Are the Ten Commandments Jewish?

Jewish culture By Jeremy Hugh Baron 10th Sep 2015

This article was typical of my father, Hugh Baron, who died on 11th December 2014. It was originally presented as a Shabbat ’tisch’ or shiur in October 2012 at the Society for the Advancement of Judaism (SAJ) in New York. On his retirement as an NHS consultant gastroenterologist in 1996 my father had begun to divide his time between London and New York, avidly engaging in the different intellectual quests of Rabbi Louis Jacobs’ New London Synagogue and Mordecai Kaplan’s still more radical Reconstructionist movement. My father’s favourite question, in synagogue attendance and indeed in life, encapsulated that quest: ‘What have I learnt today?’. He would ask it of me almost every day on my return from school. He explained he had heard it first at Oxford from the great Jewish historian Cecil Roth.

In retirement my father wrote and gave at least 75 tisches (so-named from the custom of studying the Talmud sitting around a table). The first 50 were published as ‘Fifty Synagogue Seminars’ in 2010. I found another 25 among his papers on his death.
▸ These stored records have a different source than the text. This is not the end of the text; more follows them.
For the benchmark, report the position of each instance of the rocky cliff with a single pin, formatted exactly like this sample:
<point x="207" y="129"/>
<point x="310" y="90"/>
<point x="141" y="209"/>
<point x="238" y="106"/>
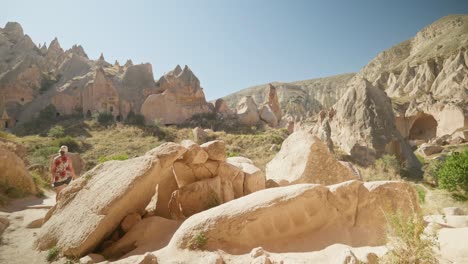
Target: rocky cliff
<point x="301" y="98"/>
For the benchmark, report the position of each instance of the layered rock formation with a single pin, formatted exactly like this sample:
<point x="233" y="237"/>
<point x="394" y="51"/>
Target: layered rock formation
<point x="300" y="218"/>
<point x="427" y="79"/>
<point x="363" y="126"/>
<point x="13" y="170"/>
<point x="301" y="98"/>
<point x="32" y="77"/>
<point x="181" y="98"/>
<point x="172" y="181"/>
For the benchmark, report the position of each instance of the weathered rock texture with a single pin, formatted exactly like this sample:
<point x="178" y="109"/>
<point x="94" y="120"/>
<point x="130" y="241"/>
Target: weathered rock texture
<point x="300" y="218"/>
<point x="303" y="158"/>
<point x="32" y="78"/>
<point x="13" y="172"/>
<point x="172" y="181"/>
<point x="364" y="127"/>
<point x="298" y="98"/>
<point x="426" y="77"/>
<point x="101" y="199"/>
<point x="182" y="98"/>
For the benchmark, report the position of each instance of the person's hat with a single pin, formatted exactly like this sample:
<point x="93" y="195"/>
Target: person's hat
<point x="64" y="149"/>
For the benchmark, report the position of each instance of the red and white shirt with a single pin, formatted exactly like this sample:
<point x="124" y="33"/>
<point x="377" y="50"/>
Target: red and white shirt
<point x="61" y="168"/>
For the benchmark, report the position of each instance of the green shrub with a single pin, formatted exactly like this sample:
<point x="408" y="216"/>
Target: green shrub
<point x="71" y="143"/>
<point x="198" y="241"/>
<point x="105" y="119"/>
<point x="407" y="242"/>
<point x="56" y="132"/>
<point x="114" y="157"/>
<point x="135" y="119"/>
<point x="453" y="174"/>
<point x="53" y="254"/>
<point x="388" y="163"/>
<point x="421" y="193"/>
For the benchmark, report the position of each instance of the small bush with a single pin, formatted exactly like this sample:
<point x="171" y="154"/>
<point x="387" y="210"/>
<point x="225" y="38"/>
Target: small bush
<point x="53" y="254"/>
<point x="56" y="132"/>
<point x="421" y="193"/>
<point x="198" y="241"/>
<point x="105" y="119"/>
<point x="407" y="242"/>
<point x="453" y="174"/>
<point x="135" y="119"/>
<point x="71" y="143"/>
<point x="114" y="157"/>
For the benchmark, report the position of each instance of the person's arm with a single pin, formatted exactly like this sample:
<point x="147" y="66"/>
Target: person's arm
<point x="52" y="171"/>
<point x="72" y="170"/>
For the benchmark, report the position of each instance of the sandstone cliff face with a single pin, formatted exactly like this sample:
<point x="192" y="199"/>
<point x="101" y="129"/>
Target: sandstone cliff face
<point x="33" y="77"/>
<point x="181" y="98"/>
<point x="364" y="126"/>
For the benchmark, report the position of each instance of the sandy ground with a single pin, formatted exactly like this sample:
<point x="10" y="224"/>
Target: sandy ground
<point x="16" y="243"/>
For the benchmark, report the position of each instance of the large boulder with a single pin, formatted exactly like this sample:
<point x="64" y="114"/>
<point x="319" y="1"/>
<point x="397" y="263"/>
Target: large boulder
<point x="300" y="218"/>
<point x="78" y="163"/>
<point x="303" y="158"/>
<point x="247" y="111"/>
<point x="150" y="234"/>
<point x="102" y="198"/>
<point x="13" y="172"/>
<point x="364" y="127"/>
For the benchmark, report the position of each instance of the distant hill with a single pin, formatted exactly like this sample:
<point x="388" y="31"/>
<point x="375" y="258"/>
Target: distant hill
<point x="300" y="97"/>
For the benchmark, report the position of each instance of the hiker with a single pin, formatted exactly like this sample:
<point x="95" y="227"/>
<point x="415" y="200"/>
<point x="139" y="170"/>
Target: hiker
<point x="62" y="171"/>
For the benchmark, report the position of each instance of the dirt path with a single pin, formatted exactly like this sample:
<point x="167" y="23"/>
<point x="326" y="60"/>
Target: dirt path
<point x="16" y="243"/>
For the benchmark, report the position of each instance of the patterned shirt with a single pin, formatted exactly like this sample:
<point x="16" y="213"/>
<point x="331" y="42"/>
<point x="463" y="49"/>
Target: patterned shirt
<point x="61" y="168"/>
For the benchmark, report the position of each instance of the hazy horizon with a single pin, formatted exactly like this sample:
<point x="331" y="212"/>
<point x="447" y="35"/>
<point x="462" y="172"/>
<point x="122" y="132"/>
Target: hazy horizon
<point x="232" y="45"/>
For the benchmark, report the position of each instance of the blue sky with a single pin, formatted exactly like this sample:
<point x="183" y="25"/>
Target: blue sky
<point x="234" y="44"/>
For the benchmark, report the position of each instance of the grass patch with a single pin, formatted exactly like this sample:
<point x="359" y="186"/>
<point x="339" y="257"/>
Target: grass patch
<point x="114" y="157"/>
<point x="198" y="241"/>
<point x="53" y="254"/>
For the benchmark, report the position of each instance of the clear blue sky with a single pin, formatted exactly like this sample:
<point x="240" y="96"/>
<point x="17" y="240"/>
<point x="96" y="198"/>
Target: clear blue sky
<point x="235" y="44"/>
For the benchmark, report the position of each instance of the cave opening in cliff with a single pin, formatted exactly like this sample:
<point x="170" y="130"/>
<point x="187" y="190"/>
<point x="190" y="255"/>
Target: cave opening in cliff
<point x="423" y="128"/>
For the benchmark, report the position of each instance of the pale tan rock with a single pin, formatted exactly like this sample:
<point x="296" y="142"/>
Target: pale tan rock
<point x="92" y="258"/>
<point x="196" y="197"/>
<point x="216" y="150"/>
<point x="77" y="162"/>
<point x="150" y="209"/>
<point x="364" y="127"/>
<point x="266" y="114"/>
<point x="233" y="175"/>
<point x="428" y="149"/>
<point x="150" y="234"/>
<point x="303" y="158"/>
<point x="166" y="187"/>
<point x="451" y="247"/>
<point x="129" y="221"/>
<point x="195" y="153"/>
<point x="184" y="175"/>
<point x="100" y="207"/>
<point x="247" y="111"/>
<point x="182" y="98"/>
<point x="199" y="135"/>
<point x="254" y="178"/>
<point x="453" y="211"/>
<point x="14" y="173"/>
<point x="300" y="218"/>
<point x="273" y="102"/>
<point x="167" y="153"/>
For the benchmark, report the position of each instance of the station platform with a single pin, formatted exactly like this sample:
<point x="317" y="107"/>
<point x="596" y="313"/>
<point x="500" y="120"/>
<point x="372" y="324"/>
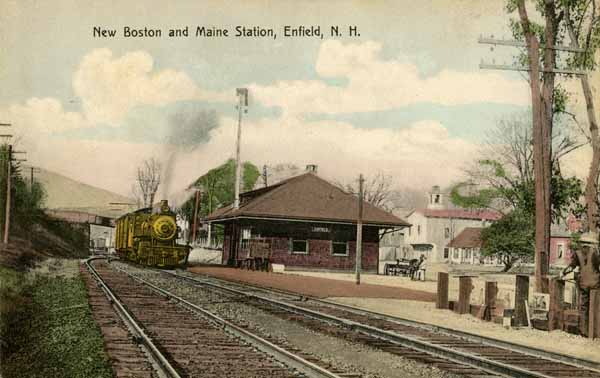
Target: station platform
<point x="314" y="286"/>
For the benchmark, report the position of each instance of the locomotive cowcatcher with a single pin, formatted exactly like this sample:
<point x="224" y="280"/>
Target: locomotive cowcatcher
<point x="150" y="238"/>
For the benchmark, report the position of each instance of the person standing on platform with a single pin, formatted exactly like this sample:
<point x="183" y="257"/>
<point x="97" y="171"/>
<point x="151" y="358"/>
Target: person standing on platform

I chose to offer this one to the new publication he was so keen for Masorti to pursue because it encapsulates my father in so many ways. There’s the challenging, disarming, heterodox, even mischievous title – it’s an invitation to question anything and everything. In fact, in the original manuscript I discovered he had overwritten the title – replacing it with the blander, but as you’ll see more precise, ‘Which of the Ten Commandments were uniquely Jewish?’ But I think the provocative title serves it better. Then there’s the article’s tone and style: singular, eclectic, to-the-point so it is almost brusque, careering off in odd directions, but packed with challenging ideas and scholarly range (not to mention some very long and rather obscure words – a particular trope of my father). There’s also a seasonal relevance – the revelation, at least to me, that our most revered Rosh Hashanah and Yom Kippur confessional prayers, Ashamnu and the Al Heyt, bear close relation to even more ancient Egyptian confessions.

Most importantly, however, I chose it because it illuminates the tension between the particular and the universal in our identity as Jews and modern humans. My father was committed to demonstrating the Mesopotamian and other ancient roots of so much that we have inherited and cherish as our own. The borders and boundaries between us and the wider world were always much more porous than our own tradition would often have us believe, especially in its all too tiresomely ubiquitous self-congratulatory mode. And yet no-one was prouder than my father of the truth, beauty and intellectual vigour and universal legacy of our own particular inheritance. (Archie Baron August 2015)

The Saturday before Passover is Shabbat Gadol, the Great Sabbath, when the Haftorah portion we read from the Hebrew Bible is from the last of the prophets, Malachi. In chapter III: 5 God promises I will act as a relentless accuser against those who have no fear of Me: Who practice sorcery, who commit adultery, who swear falsely, who cheat labourers of their hire, and who subvert [the cause of] the widow, orphan, and stranger, said the Lord of Hosts.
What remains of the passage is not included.